PKC activation enhances surface expression of NMDARs via SNAP-25. a, Timeline of experiment. After 45 min incubation with BoNT A (200 ng/ml), cortical neurons (DIV 7–10) were treated with phosphatase inhibitors OA (100 nm) and CsA (2 μm), followed by TPA to activate PKC. Fifteen minutes after TPA incubation, cell surface proteins were biotinylated with EZ-Link Sulfo NHS-SS, cells lysed and surface proteins pulled down with NeutrAvidin beads and subjected to Western blotting for NR1. b, TPA-induced insertion of NMDARs at the cell surface is PKC-mediated and SNARE-dependent.
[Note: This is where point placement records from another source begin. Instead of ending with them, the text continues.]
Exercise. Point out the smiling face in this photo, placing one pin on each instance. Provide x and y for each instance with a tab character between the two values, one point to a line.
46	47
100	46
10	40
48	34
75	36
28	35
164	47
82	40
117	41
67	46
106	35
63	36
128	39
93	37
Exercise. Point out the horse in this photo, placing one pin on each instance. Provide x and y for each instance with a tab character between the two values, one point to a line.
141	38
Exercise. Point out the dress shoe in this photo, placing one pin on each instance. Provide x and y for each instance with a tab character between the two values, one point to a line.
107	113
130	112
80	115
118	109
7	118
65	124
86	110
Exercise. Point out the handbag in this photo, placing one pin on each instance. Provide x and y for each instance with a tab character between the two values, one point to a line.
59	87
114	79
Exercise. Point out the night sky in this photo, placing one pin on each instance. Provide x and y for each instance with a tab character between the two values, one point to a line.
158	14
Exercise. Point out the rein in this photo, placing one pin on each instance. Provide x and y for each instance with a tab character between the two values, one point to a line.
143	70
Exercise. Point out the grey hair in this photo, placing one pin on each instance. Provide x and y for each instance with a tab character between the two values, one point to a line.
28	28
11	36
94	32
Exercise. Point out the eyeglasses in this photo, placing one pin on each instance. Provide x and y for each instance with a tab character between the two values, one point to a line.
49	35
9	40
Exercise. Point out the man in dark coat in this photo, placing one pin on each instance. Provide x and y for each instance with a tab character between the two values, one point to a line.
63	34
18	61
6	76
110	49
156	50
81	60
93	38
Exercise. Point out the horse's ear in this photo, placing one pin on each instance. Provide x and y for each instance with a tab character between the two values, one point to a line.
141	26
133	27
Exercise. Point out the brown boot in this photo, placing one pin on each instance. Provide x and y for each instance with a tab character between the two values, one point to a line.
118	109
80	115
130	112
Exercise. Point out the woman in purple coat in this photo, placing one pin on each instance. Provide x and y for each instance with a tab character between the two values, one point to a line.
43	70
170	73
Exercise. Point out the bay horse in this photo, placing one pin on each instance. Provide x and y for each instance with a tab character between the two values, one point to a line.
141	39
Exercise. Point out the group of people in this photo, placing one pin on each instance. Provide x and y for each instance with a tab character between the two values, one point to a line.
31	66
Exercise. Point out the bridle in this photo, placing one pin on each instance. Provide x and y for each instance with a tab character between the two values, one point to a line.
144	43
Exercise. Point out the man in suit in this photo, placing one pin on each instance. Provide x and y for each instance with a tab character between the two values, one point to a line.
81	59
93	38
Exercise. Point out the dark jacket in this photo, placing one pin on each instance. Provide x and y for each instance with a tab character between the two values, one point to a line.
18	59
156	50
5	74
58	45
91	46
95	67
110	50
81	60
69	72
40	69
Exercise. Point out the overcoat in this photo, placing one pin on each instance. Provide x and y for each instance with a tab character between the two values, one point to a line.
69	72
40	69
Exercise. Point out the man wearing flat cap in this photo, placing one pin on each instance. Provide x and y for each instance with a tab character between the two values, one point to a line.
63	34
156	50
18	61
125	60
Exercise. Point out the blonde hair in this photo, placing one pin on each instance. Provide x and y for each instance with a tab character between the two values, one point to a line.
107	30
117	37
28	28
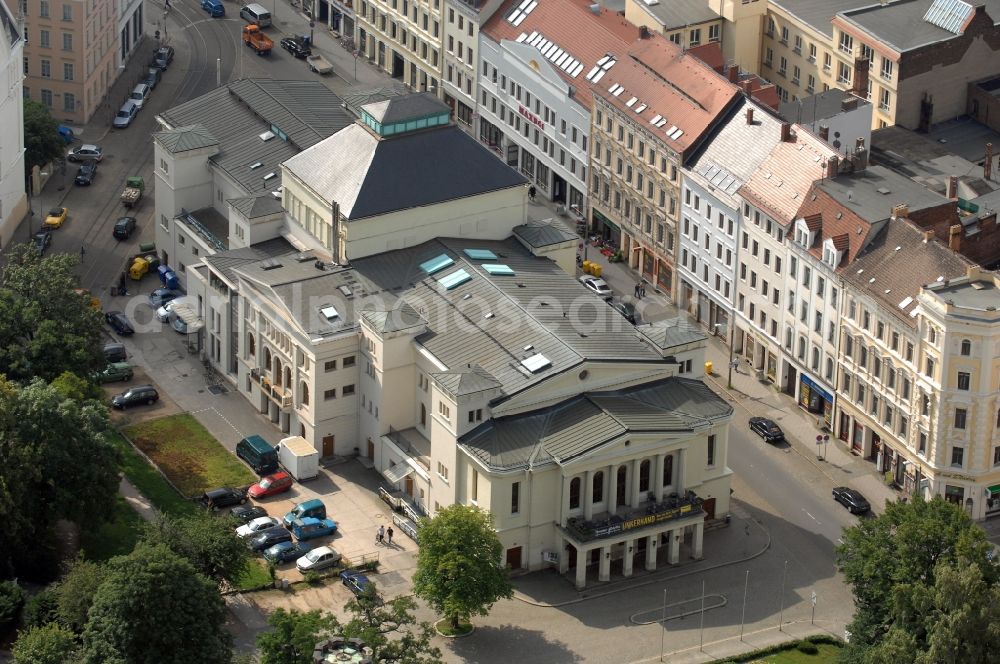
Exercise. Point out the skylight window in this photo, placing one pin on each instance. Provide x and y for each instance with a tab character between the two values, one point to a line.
480	254
436	264
455	279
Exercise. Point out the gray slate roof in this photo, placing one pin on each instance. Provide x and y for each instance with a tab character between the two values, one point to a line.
541	234
182	139
368	176
570	429
238	113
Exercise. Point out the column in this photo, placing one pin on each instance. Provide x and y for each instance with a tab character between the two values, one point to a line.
658	477
581	568
675	546
629	557
699	531
612	489
651	543
604	573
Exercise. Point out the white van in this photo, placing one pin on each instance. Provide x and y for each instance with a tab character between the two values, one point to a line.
256	14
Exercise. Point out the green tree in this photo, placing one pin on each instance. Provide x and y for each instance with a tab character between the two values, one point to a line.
208	542
459	571
42	142
46	326
153	607
48	644
892	562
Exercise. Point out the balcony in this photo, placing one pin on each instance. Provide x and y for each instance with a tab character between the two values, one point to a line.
671	508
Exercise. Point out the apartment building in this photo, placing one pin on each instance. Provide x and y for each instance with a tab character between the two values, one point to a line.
644	129
404	39
13	199
711	216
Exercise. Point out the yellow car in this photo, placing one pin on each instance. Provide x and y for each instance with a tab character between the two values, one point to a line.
56	217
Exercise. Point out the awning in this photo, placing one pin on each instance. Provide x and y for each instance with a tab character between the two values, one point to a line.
397	472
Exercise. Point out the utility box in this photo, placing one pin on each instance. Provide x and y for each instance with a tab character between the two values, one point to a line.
299	458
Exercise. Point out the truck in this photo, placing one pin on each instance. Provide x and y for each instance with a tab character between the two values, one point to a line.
257	40
298	456
134	186
319	64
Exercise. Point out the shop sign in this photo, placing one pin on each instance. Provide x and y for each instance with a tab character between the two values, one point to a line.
531	117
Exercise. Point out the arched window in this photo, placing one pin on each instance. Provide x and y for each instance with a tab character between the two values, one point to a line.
574	493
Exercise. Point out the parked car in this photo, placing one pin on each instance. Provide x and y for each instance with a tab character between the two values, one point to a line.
284	552
114	372
56	218
161	296
852	499
297	46
317	559
310	528
355	580
271	485
139	394
85	152
257	525
124	228
119	322
247	513
214	499
85	176
125	115
766	429
268	538
42	240
597	285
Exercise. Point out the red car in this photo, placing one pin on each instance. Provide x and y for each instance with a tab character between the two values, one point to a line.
270	485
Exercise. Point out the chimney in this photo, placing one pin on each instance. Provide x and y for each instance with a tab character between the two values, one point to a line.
861	66
955	237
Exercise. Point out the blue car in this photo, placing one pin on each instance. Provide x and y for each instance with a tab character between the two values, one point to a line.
309	527
284	552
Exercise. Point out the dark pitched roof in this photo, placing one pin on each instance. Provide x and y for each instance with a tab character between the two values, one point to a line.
574	427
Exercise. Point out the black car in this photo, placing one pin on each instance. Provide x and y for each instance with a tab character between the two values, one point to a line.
134	396
213	499
851	499
767	429
247	513
119	322
85	176
42	241
265	539
297	46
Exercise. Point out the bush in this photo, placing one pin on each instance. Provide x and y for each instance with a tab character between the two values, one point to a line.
11	601
807	648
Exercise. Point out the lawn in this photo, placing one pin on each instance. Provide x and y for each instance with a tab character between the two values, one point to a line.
188	454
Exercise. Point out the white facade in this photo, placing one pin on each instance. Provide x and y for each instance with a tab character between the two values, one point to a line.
528	117
13	201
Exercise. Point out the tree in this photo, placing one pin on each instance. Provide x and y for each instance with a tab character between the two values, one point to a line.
459	572
153	607
48	644
208	542
893	563
42	142
46	326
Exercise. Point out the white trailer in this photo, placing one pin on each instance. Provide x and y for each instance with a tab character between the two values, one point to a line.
299	457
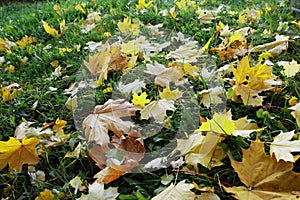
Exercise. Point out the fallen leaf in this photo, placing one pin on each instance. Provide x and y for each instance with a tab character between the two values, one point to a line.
15	154
129	26
170	94
108	117
46	195
263	176
163	75
252	80
50	30
212	96
290	68
282	147
140	100
187	53
174	192
97	192
157	110
76	183
135	86
275	48
219	124
296	113
143	5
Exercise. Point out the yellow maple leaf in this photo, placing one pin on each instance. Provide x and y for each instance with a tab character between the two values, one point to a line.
59	124
219	124
143	5
182	5
290	68
45	195
140	100
15	154
252	80
129	28
50	30
170	94
130	47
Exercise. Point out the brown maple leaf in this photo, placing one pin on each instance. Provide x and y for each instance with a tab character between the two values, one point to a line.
263	176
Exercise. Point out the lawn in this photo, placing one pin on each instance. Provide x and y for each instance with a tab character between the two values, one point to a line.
149	100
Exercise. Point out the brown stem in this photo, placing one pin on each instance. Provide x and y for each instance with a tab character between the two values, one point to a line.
201	175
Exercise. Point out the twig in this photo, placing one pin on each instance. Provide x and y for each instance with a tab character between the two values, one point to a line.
202	175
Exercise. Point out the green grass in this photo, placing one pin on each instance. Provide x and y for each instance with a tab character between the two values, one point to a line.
20	19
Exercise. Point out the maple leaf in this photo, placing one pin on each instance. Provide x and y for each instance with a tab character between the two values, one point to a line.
164	75
10	92
275	48
212	96
98	63
106	59
282	147
252	80
244	127
143	5
170	94
290	68
189	52
157	110
296	112
108	117
15	154
219	124
135	86
140	100
264	177
180	191
203	150
46	195
50	30
97	192
127	27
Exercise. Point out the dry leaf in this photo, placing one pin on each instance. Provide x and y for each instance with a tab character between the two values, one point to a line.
252	80
290	68
163	75
108	117
212	96
263	176
15	154
187	53
219	124
135	86
170	94
282	147
174	192
275	48
157	110
97	192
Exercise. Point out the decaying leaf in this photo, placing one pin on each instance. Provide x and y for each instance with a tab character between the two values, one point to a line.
290	68
199	149
296	113
212	96
263	176
15	154
280	44
163	75
250	81
157	110
97	192
282	147
108	117
174	192
220	123
170	94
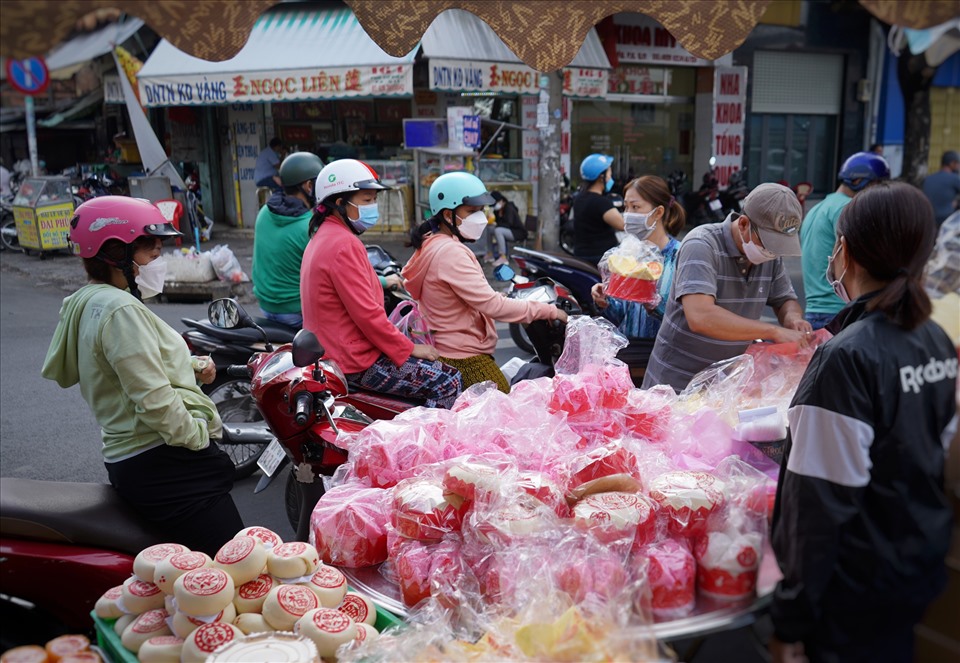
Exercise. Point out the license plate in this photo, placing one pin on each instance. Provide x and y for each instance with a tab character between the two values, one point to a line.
271	458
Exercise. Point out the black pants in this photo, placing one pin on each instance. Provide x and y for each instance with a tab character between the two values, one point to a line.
186	493
865	637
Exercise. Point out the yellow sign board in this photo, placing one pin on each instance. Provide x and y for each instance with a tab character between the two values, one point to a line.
26	227
53	223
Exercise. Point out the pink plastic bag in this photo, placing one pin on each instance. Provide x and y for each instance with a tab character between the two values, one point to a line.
407	318
348	525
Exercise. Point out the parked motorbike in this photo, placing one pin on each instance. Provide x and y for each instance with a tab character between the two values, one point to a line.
732	197
567	233
703	205
546	336
307	402
231	394
574	274
62	545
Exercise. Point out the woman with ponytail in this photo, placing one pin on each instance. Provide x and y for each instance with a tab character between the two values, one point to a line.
862	525
652	214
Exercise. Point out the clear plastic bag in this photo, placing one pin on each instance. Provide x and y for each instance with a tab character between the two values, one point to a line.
631	271
226	265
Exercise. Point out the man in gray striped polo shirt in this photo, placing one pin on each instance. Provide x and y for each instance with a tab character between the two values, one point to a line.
726	274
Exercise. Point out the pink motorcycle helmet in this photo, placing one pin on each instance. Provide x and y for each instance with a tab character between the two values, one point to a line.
115	217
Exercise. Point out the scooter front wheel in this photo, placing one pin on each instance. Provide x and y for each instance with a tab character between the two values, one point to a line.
236	404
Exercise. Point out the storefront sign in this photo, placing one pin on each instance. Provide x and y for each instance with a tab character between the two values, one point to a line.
287	85
642	39
531	136
471	131
729	96
53	223
585	83
112	92
493	77
246	123
627	79
470	76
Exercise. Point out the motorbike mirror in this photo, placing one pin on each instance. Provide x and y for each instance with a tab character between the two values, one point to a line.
503	273
307	349
228	314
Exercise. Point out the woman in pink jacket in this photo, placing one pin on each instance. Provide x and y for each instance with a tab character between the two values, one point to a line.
445	277
343	301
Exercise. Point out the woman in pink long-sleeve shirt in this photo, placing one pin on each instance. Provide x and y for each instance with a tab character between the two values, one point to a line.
445	277
343	301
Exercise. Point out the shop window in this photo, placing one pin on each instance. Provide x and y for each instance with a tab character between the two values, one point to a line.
644	138
792	148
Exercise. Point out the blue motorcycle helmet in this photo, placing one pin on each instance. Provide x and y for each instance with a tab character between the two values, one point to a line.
451	190
863	168
594	166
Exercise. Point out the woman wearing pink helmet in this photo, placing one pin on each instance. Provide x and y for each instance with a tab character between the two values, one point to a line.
343	301
136	374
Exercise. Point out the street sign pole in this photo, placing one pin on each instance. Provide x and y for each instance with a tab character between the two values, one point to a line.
31	135
31	77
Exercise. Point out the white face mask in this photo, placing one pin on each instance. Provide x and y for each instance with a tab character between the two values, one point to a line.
151	277
636	223
471	226
837	282
756	254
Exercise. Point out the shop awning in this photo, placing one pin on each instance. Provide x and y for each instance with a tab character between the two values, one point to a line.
546	35
290	56
89	46
466	55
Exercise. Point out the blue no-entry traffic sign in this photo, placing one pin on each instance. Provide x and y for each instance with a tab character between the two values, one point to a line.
28	76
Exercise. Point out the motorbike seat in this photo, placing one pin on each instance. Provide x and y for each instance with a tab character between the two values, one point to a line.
88	514
276	333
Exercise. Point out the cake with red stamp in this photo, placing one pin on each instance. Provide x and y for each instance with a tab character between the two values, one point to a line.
286	604
687	499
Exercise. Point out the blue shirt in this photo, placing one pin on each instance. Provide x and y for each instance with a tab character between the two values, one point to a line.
633	319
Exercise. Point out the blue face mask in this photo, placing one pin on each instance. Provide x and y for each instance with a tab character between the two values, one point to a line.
369	215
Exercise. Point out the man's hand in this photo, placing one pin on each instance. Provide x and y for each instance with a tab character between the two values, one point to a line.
427	352
599	298
796	322
394	282
786	652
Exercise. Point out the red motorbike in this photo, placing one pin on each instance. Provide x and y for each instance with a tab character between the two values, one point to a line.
307	403
63	544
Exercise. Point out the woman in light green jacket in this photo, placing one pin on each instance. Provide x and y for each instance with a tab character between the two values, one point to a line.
137	376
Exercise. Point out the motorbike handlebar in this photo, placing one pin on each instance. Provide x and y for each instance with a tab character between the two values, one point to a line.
303	406
239	371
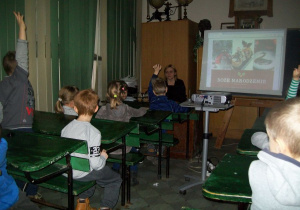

Representative Western blot showing that TPA+OA+CsA enhanced surface expression of NMDARs relative to control (untreated) or OA and CsA alone; the increase in surface expression was blocked by Bis and BoNT A. Treatments did not alter total NR1 levels. c, Summary bar graph showing that BoNT A significantly inhibited the increase in NMDAR surface expression induced by TPA+OA+CsA (n = 4). *p < 0.05. d, e, Representative Western blots probed for GluR1 and GluR2 (d) and summary bar graph (e) showing that TPA, in the presence of OA and CsA, does not enhance surface expression of AMPARs. f, Proposed model showing that activation of PKC phosphorylates SNAP-25 and promotes insertion of new NMDA, but not AMPA, channels at the cell surface, consistent with trafficking of AMPARs and NMDARs in distinct postsynaptic vesicles and delivery to the plasma membrane via distinct pathways of exocytosis.